What Makes This Resume Work
Projects are live and measurable. Marcus built a weather dashboard using React and the OpenWeather API that receives 200+ monthly visitors. He created a personal portfolio site with a Lighthouse performance score of 98. He also built a task management app with drag and drop functionality using React and Firebase. Each project has a live URL and a GitHub repository link. Hiring managers can click through and see the actual work, which is far more convincing than a bullet point description.
The internship shows professional workflow. During his placement, he built responsive landing pages for three client websites, participated in daily standups with a team of five developers, and submitted code through pull requests that were reviewed before merging. He fixed 25 bugs over the four months and implemented a lazy loading feature that improved one client's page load time by 1.8 seconds. This tells an employer he can work within a team, follow a code review process, and ship real improvements.

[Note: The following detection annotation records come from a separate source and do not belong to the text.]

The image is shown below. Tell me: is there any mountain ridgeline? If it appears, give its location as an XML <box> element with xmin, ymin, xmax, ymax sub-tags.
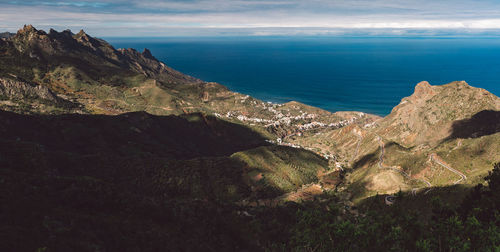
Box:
<box><xmin>0</xmin><ymin>25</ymin><xmax>500</xmax><ymax>251</ymax></box>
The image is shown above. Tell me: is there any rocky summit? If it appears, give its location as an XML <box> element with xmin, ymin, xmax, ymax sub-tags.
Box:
<box><xmin>0</xmin><ymin>25</ymin><xmax>500</xmax><ymax>251</ymax></box>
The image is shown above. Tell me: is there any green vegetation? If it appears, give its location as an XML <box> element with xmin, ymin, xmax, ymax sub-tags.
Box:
<box><xmin>231</xmin><ymin>146</ymin><xmax>328</xmax><ymax>196</ymax></box>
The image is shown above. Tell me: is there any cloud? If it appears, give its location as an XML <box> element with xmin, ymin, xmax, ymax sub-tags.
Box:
<box><xmin>0</xmin><ymin>0</ymin><xmax>500</xmax><ymax>36</ymax></box>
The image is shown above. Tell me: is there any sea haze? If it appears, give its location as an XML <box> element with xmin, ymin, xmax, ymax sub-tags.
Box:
<box><xmin>106</xmin><ymin>37</ymin><xmax>500</xmax><ymax>115</ymax></box>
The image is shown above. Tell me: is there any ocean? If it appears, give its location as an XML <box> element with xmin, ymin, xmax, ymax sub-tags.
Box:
<box><xmin>105</xmin><ymin>37</ymin><xmax>500</xmax><ymax>116</ymax></box>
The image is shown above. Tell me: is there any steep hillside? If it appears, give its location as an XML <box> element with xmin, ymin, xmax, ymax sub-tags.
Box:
<box><xmin>329</xmin><ymin>81</ymin><xmax>500</xmax><ymax>200</ymax></box>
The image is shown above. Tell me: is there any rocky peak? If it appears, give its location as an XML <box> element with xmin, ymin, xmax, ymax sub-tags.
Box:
<box><xmin>412</xmin><ymin>81</ymin><xmax>436</xmax><ymax>100</ymax></box>
<box><xmin>142</xmin><ymin>48</ymin><xmax>156</xmax><ymax>60</ymax></box>
<box><xmin>17</xmin><ymin>25</ymin><xmax>38</xmax><ymax>35</ymax></box>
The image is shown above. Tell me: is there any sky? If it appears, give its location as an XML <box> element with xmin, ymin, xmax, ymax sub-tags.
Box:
<box><xmin>0</xmin><ymin>0</ymin><xmax>500</xmax><ymax>37</ymax></box>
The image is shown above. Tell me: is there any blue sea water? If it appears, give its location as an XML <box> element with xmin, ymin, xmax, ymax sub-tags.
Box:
<box><xmin>107</xmin><ymin>37</ymin><xmax>500</xmax><ymax>115</ymax></box>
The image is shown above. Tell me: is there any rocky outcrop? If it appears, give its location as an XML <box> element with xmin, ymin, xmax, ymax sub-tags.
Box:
<box><xmin>0</xmin><ymin>78</ymin><xmax>59</xmax><ymax>102</ymax></box>
<box><xmin>377</xmin><ymin>81</ymin><xmax>500</xmax><ymax>147</ymax></box>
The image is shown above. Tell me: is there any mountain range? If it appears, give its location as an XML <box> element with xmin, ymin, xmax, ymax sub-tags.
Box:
<box><xmin>0</xmin><ymin>25</ymin><xmax>500</xmax><ymax>251</ymax></box>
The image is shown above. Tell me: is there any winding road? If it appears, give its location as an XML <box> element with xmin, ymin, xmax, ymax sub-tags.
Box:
<box><xmin>429</xmin><ymin>153</ymin><xmax>467</xmax><ymax>185</ymax></box>
<box><xmin>377</xmin><ymin>136</ymin><xmax>432</xmax><ymax>196</ymax></box>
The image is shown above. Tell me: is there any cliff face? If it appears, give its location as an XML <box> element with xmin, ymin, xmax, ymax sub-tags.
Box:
<box><xmin>377</xmin><ymin>81</ymin><xmax>500</xmax><ymax>147</ymax></box>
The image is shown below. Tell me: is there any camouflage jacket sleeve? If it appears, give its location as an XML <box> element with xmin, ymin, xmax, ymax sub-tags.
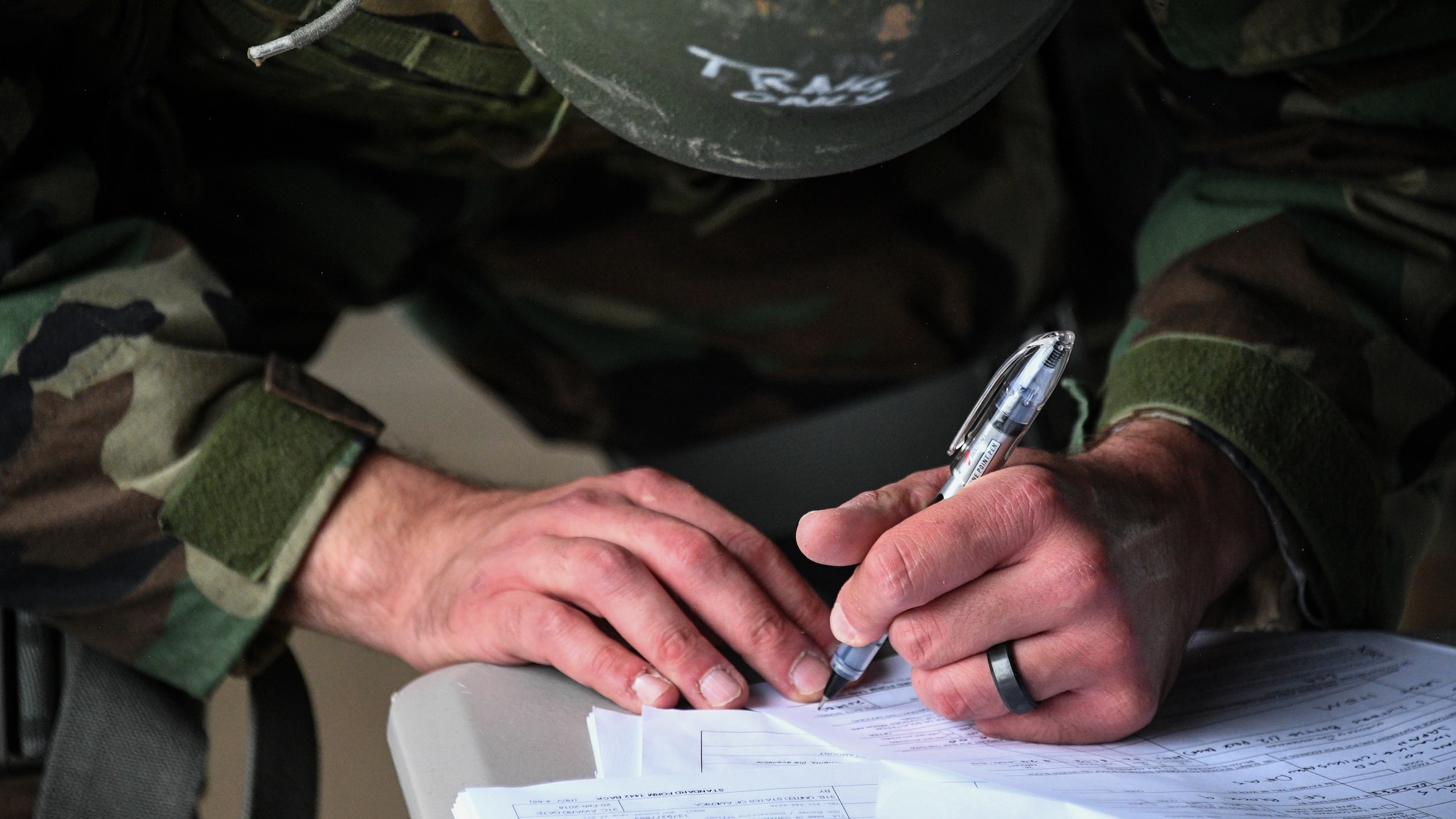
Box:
<box><xmin>1101</xmin><ymin>0</ymin><xmax>1456</xmax><ymax>630</ymax></box>
<box><xmin>0</xmin><ymin>214</ymin><xmax>377</xmax><ymax>697</ymax></box>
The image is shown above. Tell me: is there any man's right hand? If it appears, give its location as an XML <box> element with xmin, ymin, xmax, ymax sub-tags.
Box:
<box><xmin>278</xmin><ymin>452</ymin><xmax>833</xmax><ymax>711</ymax></box>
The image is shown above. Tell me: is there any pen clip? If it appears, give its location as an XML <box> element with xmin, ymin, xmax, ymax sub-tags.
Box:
<box><xmin>945</xmin><ymin>332</ymin><xmax>1069</xmax><ymax>458</ymax></box>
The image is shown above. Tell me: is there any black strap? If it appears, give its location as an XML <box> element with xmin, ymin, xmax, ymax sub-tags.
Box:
<box><xmin>243</xmin><ymin>647</ymin><xmax>319</xmax><ymax>819</ymax></box>
<box><xmin>35</xmin><ymin>637</ymin><xmax>319</xmax><ymax>819</ymax></box>
<box><xmin>35</xmin><ymin>637</ymin><xmax>207</xmax><ymax>819</ymax></box>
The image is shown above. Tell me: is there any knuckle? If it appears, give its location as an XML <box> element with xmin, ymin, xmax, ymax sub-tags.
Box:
<box><xmin>1057</xmin><ymin>553</ymin><xmax>1112</xmax><ymax>609</ymax></box>
<box><xmin>890</xmin><ymin>617</ymin><xmax>942</xmax><ymax>668</ymax></box>
<box><xmin>529</xmin><ymin>605</ymin><xmax>577</xmax><ymax>646</ymax></box>
<box><xmin>582</xmin><ymin>643</ymin><xmax>620</xmax><ymax>681</ymax></box>
<box><xmin>662</xmin><ymin>526</ymin><xmax>722</xmax><ymax>571</ymax></box>
<box><xmin>1107</xmin><ymin>685</ymin><xmax>1158</xmax><ymax>736</ymax></box>
<box><xmin>860</xmin><ymin>541</ymin><xmax>919</xmax><ymax>611</ymax></box>
<box><xmin>574</xmin><ymin>544</ymin><xmax>641</xmax><ymax>589</ymax></box>
<box><xmin>914</xmin><ymin>678</ymin><xmax>974</xmax><ymax>720</ymax></box>
<box><xmin>744</xmin><ymin>611</ymin><xmax>798</xmax><ymax>649</ymax></box>
<box><xmin>652</xmin><ymin>625</ymin><xmax>697</xmax><ymax>668</ymax></box>
<box><xmin>552</xmin><ymin>487</ymin><xmax>607</xmax><ymax>513</ymax></box>
<box><xmin>622</xmin><ymin>467</ymin><xmax>678</xmax><ymax>494</ymax></box>
<box><xmin>1013</xmin><ymin>465</ymin><xmax>1063</xmax><ymax>515</ymax></box>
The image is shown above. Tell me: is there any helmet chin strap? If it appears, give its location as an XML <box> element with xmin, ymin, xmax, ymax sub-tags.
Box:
<box><xmin>248</xmin><ymin>0</ymin><xmax>364</xmax><ymax>66</ymax></box>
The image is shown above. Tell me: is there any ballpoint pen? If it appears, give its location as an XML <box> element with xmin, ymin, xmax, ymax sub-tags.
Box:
<box><xmin>820</xmin><ymin>331</ymin><xmax>1076</xmax><ymax>707</ymax></box>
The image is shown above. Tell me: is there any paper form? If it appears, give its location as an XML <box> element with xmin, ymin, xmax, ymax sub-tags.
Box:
<box><xmin>454</xmin><ymin>764</ymin><xmax>879</xmax><ymax>819</ymax></box>
<box><xmin>587</xmin><ymin>708</ymin><xmax>642</xmax><ymax>780</ymax></box>
<box><xmin>642</xmin><ymin>708</ymin><xmax>862</xmax><ymax>775</ymax></box>
<box><xmin>757</xmin><ymin>633</ymin><xmax>1456</xmax><ymax>819</ymax></box>
<box><xmin>875</xmin><ymin>762</ymin><xmax>1108</xmax><ymax>819</ymax></box>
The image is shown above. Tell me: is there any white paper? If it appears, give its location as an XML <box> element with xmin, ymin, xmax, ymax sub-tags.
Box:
<box><xmin>454</xmin><ymin>764</ymin><xmax>879</xmax><ymax>819</ymax></box>
<box><xmin>875</xmin><ymin>762</ymin><xmax>1108</xmax><ymax>819</ymax></box>
<box><xmin>587</xmin><ymin>708</ymin><xmax>642</xmax><ymax>780</ymax></box>
<box><xmin>641</xmin><ymin>708</ymin><xmax>862</xmax><ymax>775</ymax></box>
<box><xmin>756</xmin><ymin>633</ymin><xmax>1456</xmax><ymax>819</ymax></box>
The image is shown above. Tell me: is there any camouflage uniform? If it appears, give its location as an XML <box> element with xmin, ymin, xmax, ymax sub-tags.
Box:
<box><xmin>0</xmin><ymin>0</ymin><xmax>1067</xmax><ymax>711</ymax></box>
<box><xmin>0</xmin><ymin>0</ymin><xmax>1456</xmax><ymax>775</ymax></box>
<box><xmin>1101</xmin><ymin>0</ymin><xmax>1456</xmax><ymax>631</ymax></box>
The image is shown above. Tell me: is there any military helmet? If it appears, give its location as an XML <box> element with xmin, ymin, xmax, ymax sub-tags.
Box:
<box><xmin>492</xmin><ymin>0</ymin><xmax>1072</xmax><ymax>179</ymax></box>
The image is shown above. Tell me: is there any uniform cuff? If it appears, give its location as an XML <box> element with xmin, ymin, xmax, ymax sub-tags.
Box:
<box><xmin>148</xmin><ymin>358</ymin><xmax>381</xmax><ymax>697</ymax></box>
<box><xmin>1098</xmin><ymin>333</ymin><xmax>1380</xmax><ymax>625</ymax></box>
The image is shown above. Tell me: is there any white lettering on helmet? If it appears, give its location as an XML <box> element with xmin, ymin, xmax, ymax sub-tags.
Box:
<box><xmin>687</xmin><ymin>45</ymin><xmax>898</xmax><ymax>108</ymax></box>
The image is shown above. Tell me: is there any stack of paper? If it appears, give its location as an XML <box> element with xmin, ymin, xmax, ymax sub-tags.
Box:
<box><xmin>456</xmin><ymin>633</ymin><xmax>1456</xmax><ymax>819</ymax></box>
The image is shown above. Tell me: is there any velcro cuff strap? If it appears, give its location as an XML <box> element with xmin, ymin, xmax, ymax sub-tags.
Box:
<box><xmin>1098</xmin><ymin>333</ymin><xmax>1382</xmax><ymax>625</ymax></box>
<box><xmin>160</xmin><ymin>373</ymin><xmax>371</xmax><ymax>580</ymax></box>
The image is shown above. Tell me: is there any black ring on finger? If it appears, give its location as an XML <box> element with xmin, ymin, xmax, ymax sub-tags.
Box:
<box><xmin>986</xmin><ymin>640</ymin><xmax>1037</xmax><ymax>714</ymax></box>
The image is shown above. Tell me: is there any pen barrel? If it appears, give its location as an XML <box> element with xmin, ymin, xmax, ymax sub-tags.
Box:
<box><xmin>936</xmin><ymin>420</ymin><xmax>1026</xmax><ymax>500</ymax></box>
<box><xmin>828</xmin><ymin>634</ymin><xmax>890</xmax><ymax>682</ymax></box>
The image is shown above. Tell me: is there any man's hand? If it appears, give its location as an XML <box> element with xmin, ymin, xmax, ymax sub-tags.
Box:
<box><xmin>280</xmin><ymin>452</ymin><xmax>833</xmax><ymax>711</ymax></box>
<box><xmin>798</xmin><ymin>420</ymin><xmax>1273</xmax><ymax>743</ymax></box>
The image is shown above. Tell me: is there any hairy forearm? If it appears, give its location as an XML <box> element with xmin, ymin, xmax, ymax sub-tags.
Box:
<box><xmin>1072</xmin><ymin>419</ymin><xmax>1274</xmax><ymax>622</ymax></box>
<box><xmin>275</xmin><ymin>451</ymin><xmax>510</xmax><ymax>665</ymax></box>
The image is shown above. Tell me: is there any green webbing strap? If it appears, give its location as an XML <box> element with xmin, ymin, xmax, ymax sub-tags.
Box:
<box><xmin>224</xmin><ymin>0</ymin><xmax>540</xmax><ymax>98</ymax></box>
<box><xmin>331</xmin><ymin>12</ymin><xmax>539</xmax><ymax>96</ymax></box>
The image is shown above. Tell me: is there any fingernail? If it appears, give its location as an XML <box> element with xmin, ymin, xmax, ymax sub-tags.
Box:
<box><xmin>789</xmin><ymin>652</ymin><xmax>828</xmax><ymax>697</ymax></box>
<box><xmin>697</xmin><ymin>666</ymin><xmax>743</xmax><ymax>708</ymax></box>
<box><xmin>828</xmin><ymin>601</ymin><xmax>859</xmax><ymax>646</ymax></box>
<box><xmin>632</xmin><ymin>669</ymin><xmax>673</xmax><ymax>705</ymax></box>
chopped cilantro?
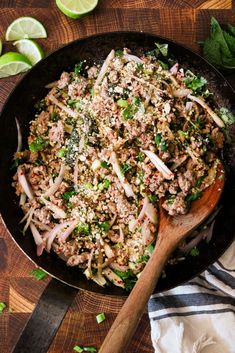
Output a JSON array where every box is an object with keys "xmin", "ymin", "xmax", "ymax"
[
  {"xmin": 0, "ymin": 302, "xmax": 7, "ymax": 314},
  {"xmin": 62, "ymin": 188, "xmax": 77, "ymax": 201},
  {"xmin": 57, "ymin": 147, "xmax": 66, "ymax": 158},
  {"xmin": 30, "ymin": 268, "xmax": 47, "ymax": 281},
  {"xmin": 190, "ymin": 248, "xmax": 200, "ymax": 256},
  {"xmin": 50, "ymin": 112, "xmax": 60, "ymax": 123},
  {"xmin": 149, "ymin": 194, "xmax": 158, "ymax": 203},
  {"xmin": 185, "ymin": 190, "xmax": 202, "ymax": 202},
  {"xmin": 29, "ymin": 135, "xmax": 48, "ymax": 152},
  {"xmin": 184, "ymin": 70, "xmax": 207, "ymax": 92},
  {"xmin": 75, "ymin": 223, "xmax": 91, "ymax": 235}
]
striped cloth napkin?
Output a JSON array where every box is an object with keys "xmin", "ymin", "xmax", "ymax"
[{"xmin": 148, "ymin": 242, "xmax": 235, "ymax": 353}]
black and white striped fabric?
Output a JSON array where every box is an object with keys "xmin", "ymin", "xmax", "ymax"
[{"xmin": 148, "ymin": 242, "xmax": 235, "ymax": 353}]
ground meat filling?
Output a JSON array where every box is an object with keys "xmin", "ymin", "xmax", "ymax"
[{"xmin": 13, "ymin": 47, "xmax": 227, "ymax": 289}]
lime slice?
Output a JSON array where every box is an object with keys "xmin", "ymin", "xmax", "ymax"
[
  {"xmin": 56, "ymin": 0, "xmax": 98, "ymax": 19},
  {"xmin": 14, "ymin": 39, "xmax": 44, "ymax": 65},
  {"xmin": 0, "ymin": 52, "xmax": 32, "ymax": 78},
  {"xmin": 6, "ymin": 17, "xmax": 47, "ymax": 40}
]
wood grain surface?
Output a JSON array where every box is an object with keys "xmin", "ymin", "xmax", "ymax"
[{"xmin": 0, "ymin": 0, "xmax": 235, "ymax": 353}]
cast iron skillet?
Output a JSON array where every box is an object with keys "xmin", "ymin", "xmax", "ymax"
[{"xmin": 0, "ymin": 32, "xmax": 235, "ymax": 353}]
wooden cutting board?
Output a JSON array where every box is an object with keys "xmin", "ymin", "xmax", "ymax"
[{"xmin": 0, "ymin": 0, "xmax": 235, "ymax": 353}]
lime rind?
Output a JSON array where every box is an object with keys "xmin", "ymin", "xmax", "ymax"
[
  {"xmin": 6, "ymin": 17, "xmax": 47, "ymax": 41},
  {"xmin": 0, "ymin": 52, "xmax": 32, "ymax": 78},
  {"xmin": 56, "ymin": 0, "xmax": 98, "ymax": 19},
  {"xmin": 13, "ymin": 39, "xmax": 44, "ymax": 65}
]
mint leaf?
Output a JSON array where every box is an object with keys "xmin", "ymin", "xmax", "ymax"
[
  {"xmin": 203, "ymin": 38, "xmax": 223, "ymax": 66},
  {"xmin": 223, "ymin": 31, "xmax": 235, "ymax": 55}
]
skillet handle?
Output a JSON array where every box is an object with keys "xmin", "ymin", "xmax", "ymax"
[{"xmin": 12, "ymin": 279, "xmax": 78, "ymax": 353}]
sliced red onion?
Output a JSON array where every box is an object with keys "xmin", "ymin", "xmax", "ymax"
[
  {"xmin": 47, "ymin": 94, "xmax": 79, "ymax": 119},
  {"xmin": 173, "ymin": 88, "xmax": 192, "ymax": 98},
  {"xmin": 123, "ymin": 54, "xmax": 144, "ymax": 64},
  {"xmin": 15, "ymin": 118, "xmax": 22, "ymax": 152},
  {"xmin": 103, "ymin": 267, "xmax": 125, "ymax": 288},
  {"xmin": 94, "ymin": 49, "xmax": 115, "ymax": 89},
  {"xmin": 43, "ymin": 164, "xmax": 66, "ymax": 197},
  {"xmin": 41, "ymin": 196, "xmax": 67, "ymax": 219},
  {"xmin": 170, "ymin": 63, "xmax": 179, "ymax": 75},
  {"xmin": 188, "ymin": 94, "xmax": 225, "ymax": 128},
  {"xmin": 59, "ymin": 219, "xmax": 78, "ymax": 242},
  {"xmin": 110, "ymin": 152, "xmax": 135, "ymax": 198},
  {"xmin": 143, "ymin": 150, "xmax": 174, "ymax": 180},
  {"xmin": 46, "ymin": 221, "xmax": 73, "ymax": 252},
  {"xmin": 17, "ymin": 165, "xmax": 33, "ymax": 200}
]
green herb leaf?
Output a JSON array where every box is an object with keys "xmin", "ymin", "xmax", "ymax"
[
  {"xmin": 117, "ymin": 98, "xmax": 129, "ymax": 108},
  {"xmin": 120, "ymin": 163, "xmax": 132, "ymax": 175},
  {"xmin": 100, "ymin": 161, "xmax": 109, "ymax": 169},
  {"xmin": 96, "ymin": 313, "xmax": 106, "ymax": 324},
  {"xmin": 34, "ymin": 99, "xmax": 46, "ymax": 112},
  {"xmin": 29, "ymin": 136, "xmax": 49, "ymax": 152},
  {"xmin": 74, "ymin": 61, "xmax": 84, "ymax": 75},
  {"xmin": 75, "ymin": 223, "xmax": 91, "ymax": 235},
  {"xmin": 0, "ymin": 302, "xmax": 7, "ymax": 314},
  {"xmin": 115, "ymin": 49, "xmax": 123, "ymax": 57},
  {"xmin": 30, "ymin": 268, "xmax": 47, "ymax": 281},
  {"xmin": 219, "ymin": 107, "xmax": 235, "ymax": 125},
  {"xmin": 98, "ymin": 221, "xmax": 110, "ymax": 232},
  {"xmin": 155, "ymin": 43, "xmax": 168, "ymax": 57},
  {"xmin": 98, "ymin": 179, "xmax": 110, "ymax": 191},
  {"xmin": 190, "ymin": 248, "xmax": 200, "ymax": 256}
]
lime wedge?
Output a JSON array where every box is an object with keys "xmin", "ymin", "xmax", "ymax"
[
  {"xmin": 6, "ymin": 17, "xmax": 47, "ymax": 40},
  {"xmin": 56, "ymin": 0, "xmax": 98, "ymax": 19},
  {"xmin": 0, "ymin": 52, "xmax": 32, "ymax": 78},
  {"xmin": 14, "ymin": 39, "xmax": 44, "ymax": 65}
]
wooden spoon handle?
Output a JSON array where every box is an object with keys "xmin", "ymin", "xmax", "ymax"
[{"xmin": 99, "ymin": 236, "xmax": 173, "ymax": 353}]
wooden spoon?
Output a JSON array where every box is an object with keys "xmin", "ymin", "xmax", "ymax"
[{"xmin": 99, "ymin": 164, "xmax": 224, "ymax": 353}]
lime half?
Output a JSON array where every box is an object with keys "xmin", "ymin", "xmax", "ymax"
[
  {"xmin": 6, "ymin": 17, "xmax": 47, "ymax": 41},
  {"xmin": 0, "ymin": 52, "xmax": 32, "ymax": 78},
  {"xmin": 56, "ymin": 0, "xmax": 98, "ymax": 19},
  {"xmin": 14, "ymin": 39, "xmax": 44, "ymax": 65}
]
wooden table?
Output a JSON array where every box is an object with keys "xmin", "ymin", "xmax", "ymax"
[{"xmin": 0, "ymin": 0, "xmax": 235, "ymax": 353}]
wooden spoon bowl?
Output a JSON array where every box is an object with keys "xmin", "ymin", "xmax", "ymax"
[{"xmin": 99, "ymin": 163, "xmax": 225, "ymax": 353}]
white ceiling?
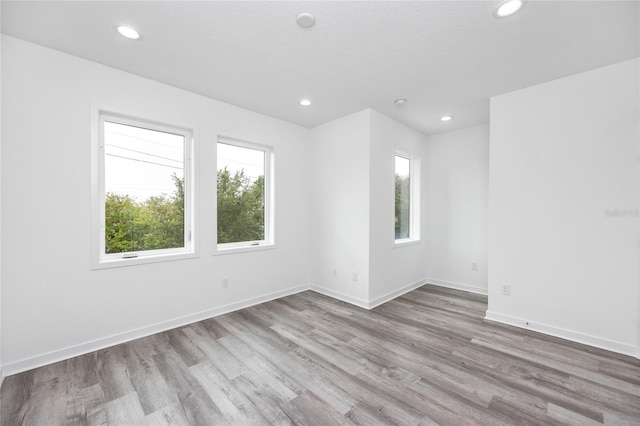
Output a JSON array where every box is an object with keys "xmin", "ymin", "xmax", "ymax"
[{"xmin": 1, "ymin": 0, "xmax": 640, "ymax": 133}]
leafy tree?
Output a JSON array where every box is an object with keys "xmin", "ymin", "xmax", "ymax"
[
  {"xmin": 395, "ymin": 174, "xmax": 411, "ymax": 238},
  {"xmin": 105, "ymin": 168, "xmax": 264, "ymax": 253},
  {"xmin": 217, "ymin": 167, "xmax": 264, "ymax": 244},
  {"xmin": 105, "ymin": 174, "xmax": 184, "ymax": 253}
]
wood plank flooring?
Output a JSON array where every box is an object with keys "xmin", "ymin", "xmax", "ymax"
[{"xmin": 0, "ymin": 285, "xmax": 640, "ymax": 426}]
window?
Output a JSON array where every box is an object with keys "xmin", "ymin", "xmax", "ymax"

Open source contribution stands out. He contributed a accessibility improvement to a popular React component library, fixing keyboard navigation on a dropdown menu. The pull request was merged and is now used by thousands of developers. Open source contributions at the junior level are rare, which makes this a strong differentiator.
Technical skills are well organised. Languages (JavaScript, TypeScript, HTML, CSS), frameworks (React, Next.js), styling (Tailwind CSS, Sass), tools (Git, VS Code, Figma), and testing (Jest, React Testing Library). Each category is clearly separated. A recruiter scanning for "React" or "TypeScript" can find them immediately.
Key Takeaways
Deploy your projects and link to them. A live URL proves your project works. A GitHub link proves you wrote the code. Together they are the most powerful evidence a junior frontend developer can present.
Describe your internship in terms of the development workflow: pull requests, code reviews, standups, bug counts, and performance improvements. Employers want to know you can work in a team environment, not just code alone in your room.
Consider contributing to open source. Even a small fix to an existing project shows that you can read other people's code, follow contribution guidelines, and collaborate with strangers. It is a signal that stands out at the junior level.